Mega Starbirth Cluster Is Biggest, Brightest And Hottest Ever Seen
A mysterious arc of light found behind a distant cluster of galaxies has turned out to be the biggest, brightest and hottest star-forming region ever seen in space.
The so-called Lynx Arc is one million times brighter than the well-known Orion Nebula, a nearby prototypical starbirth region visible with small telescopes. The newly identified super-cluster contains a million blue-white stars that are twice as hot as similar stars in our Milky Way galaxy. It is a rarely glimpsed example of the early days of the Universe where furious firestorms of starbirth blazed across the skies. The spectacular clusters opulence is dimmed when seen from Earth only by the fact that it is 12 000 million light years away.
The discovery of this unique and tantalising object was the result of a systematic study of distant clusters of galaxies carried out with major X-ray, optical and infrared telescopes, including the NASA/ESA Hubble Space Telescope, ROSAT and the Keck Telescopes. Bob Fosbury, of the European Space Agencys Space Telescope-European Coordinating Facility in Germany, and a team of international co-authors report the discovery in the 20 October 2003 issue of the Astrophysical Journal.
The mega-cluster of stars appears as a puzzling red arc behind a distant galaxy cluster 5400 million light-years away in the northern constellation of Lynx. The arc is the stretched and magnified image of a mysterious celestial object about 12 000 million light-years away (at a redshift of 3.36), far beyond the cluster of galaxies. This means that the remote source existed when the Universe was less than 2000 million years old.
Fosbury and colleagues first tried to identify the arc by analysing the light from the object, but the team was not able to recognise the pattern of colours in the spectral signature of the remote object. While looking for matches with the colour spectrum, Fosbury realised that the light was related to that of the nearby Orion Nebula, a star-forming region in our own Milky Way. However where the Orion Nebula is powered by only four hot and bright blue stars, the Lynx Arc must contain around a million such stars!

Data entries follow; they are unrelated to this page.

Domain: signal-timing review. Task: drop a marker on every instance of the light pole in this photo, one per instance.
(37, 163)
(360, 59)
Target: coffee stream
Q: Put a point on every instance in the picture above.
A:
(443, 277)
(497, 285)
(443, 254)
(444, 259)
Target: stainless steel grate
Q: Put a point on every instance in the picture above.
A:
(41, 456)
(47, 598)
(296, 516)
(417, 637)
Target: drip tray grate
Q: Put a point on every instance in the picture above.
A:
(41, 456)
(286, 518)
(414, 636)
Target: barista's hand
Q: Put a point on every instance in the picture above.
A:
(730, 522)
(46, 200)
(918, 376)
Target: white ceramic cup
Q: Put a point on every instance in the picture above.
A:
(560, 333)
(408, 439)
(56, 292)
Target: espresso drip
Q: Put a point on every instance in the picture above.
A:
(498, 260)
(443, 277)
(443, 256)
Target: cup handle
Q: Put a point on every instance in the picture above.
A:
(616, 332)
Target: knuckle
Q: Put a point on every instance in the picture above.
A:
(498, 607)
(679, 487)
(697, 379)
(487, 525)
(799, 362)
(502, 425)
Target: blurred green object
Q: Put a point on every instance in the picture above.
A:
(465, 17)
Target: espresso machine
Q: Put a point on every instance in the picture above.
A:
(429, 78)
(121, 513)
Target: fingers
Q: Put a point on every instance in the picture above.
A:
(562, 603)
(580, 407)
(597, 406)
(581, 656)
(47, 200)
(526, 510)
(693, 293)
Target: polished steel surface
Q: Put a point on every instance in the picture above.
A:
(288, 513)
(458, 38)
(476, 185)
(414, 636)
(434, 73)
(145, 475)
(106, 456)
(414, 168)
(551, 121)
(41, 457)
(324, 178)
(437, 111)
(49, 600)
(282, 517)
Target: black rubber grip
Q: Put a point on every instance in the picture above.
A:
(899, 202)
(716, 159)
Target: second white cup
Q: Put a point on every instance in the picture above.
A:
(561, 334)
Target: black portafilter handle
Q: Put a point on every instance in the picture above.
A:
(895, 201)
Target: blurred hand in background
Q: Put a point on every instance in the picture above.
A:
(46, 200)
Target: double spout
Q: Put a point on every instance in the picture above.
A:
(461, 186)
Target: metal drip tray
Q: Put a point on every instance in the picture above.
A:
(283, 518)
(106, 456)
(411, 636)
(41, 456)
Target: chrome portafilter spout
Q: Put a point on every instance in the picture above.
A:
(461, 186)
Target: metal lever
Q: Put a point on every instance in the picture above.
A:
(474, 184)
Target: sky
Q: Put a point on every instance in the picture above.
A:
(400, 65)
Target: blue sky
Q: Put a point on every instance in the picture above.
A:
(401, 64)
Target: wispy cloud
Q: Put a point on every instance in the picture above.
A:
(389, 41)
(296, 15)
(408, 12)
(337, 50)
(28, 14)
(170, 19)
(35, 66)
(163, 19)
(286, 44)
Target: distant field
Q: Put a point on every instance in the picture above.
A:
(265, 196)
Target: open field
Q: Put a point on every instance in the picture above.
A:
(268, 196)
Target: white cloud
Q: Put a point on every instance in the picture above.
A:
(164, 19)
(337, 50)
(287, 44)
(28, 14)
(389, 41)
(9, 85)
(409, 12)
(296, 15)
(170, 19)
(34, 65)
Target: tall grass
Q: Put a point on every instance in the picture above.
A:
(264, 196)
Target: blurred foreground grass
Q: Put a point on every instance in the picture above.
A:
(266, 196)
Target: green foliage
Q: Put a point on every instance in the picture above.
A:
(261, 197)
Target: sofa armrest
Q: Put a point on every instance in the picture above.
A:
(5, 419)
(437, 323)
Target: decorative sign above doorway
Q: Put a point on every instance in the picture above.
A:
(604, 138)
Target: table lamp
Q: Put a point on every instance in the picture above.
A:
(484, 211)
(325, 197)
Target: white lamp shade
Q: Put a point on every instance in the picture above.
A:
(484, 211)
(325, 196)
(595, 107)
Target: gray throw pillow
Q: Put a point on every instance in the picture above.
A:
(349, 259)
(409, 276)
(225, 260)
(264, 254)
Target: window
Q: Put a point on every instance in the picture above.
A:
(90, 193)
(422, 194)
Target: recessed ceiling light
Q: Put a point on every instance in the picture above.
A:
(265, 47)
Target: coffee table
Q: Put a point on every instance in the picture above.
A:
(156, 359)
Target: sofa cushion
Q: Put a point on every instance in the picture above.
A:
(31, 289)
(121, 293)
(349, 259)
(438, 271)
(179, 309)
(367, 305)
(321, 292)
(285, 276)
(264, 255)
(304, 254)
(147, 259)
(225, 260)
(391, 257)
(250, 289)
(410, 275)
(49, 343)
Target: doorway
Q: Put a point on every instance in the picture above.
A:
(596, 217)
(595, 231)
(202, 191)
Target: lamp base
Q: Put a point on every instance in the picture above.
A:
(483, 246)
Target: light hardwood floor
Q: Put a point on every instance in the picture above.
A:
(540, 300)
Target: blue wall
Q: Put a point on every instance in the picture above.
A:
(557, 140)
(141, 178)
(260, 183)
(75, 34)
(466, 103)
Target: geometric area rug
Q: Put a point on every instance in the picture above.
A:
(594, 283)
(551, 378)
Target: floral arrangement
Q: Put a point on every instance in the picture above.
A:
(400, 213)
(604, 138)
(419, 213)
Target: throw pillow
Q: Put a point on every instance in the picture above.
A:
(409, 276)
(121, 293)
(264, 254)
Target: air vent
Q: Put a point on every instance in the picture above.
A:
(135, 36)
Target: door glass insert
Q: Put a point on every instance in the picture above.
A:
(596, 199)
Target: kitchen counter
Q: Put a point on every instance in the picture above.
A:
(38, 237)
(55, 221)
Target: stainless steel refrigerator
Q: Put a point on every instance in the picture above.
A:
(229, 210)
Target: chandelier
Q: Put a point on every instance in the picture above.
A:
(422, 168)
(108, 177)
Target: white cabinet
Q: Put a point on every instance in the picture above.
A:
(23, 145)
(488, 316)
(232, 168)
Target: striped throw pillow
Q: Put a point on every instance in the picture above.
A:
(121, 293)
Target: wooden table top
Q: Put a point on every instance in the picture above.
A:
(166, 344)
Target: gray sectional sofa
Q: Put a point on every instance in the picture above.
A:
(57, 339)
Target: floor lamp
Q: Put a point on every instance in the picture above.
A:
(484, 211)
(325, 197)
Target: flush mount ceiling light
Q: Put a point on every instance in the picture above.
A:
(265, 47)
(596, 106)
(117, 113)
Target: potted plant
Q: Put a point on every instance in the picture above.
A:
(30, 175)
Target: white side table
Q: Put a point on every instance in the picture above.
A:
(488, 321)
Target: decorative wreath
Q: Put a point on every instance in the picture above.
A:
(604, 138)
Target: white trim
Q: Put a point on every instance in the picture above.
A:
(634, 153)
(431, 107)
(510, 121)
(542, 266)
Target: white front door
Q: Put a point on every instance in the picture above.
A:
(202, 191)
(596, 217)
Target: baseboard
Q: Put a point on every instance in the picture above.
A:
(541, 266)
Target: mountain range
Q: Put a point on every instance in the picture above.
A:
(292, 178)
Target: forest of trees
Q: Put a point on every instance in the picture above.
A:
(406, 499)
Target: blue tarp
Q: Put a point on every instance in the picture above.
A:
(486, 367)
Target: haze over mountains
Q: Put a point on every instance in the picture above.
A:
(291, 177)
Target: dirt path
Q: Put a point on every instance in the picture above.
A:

Furthermore, the spectrum shows that the stars in the Lynx Arc are more than twice as hot as the Orion Nebulas central stars, with surface temperatures up to 80 000°C. Though there are much bigger and brighter star-forming regions than the Orion Nebula in our local Universe, none are as bright as the Lynx Arc, nor do they contain such large numbers of hot stars.
Even the most massive, normal nearby stars are no hotter than around 40 000°C. However, stars forming from the original, pristine gas in the early Universe can be more massive and consequently much hotter – perhaps up to 120 000°C. The earliest stars may have been as much as several hundred solar masses, but the chemical make-up of the Universe today prevents stars from forming beyond about 100 solar masses.
Such primordial super-hot stars are thought to be the first luminous objects to condense after the Big Bang cooled. Astronomers believe that these first monster stars formed considerably earlier than the Lynx Arc – up to 1800 million years earlier. “This remarkable object is the closest we have come so far to seeing what such primordial objects might look like when our telescopes become powerful enough to see them,” says Fosbury. The desire to find and study the first luminous objects in the Universe is the main scientific drive behind the construction of the NASA/ESA/CSA James Webb Space Telescope, scheduled for launch in 2011.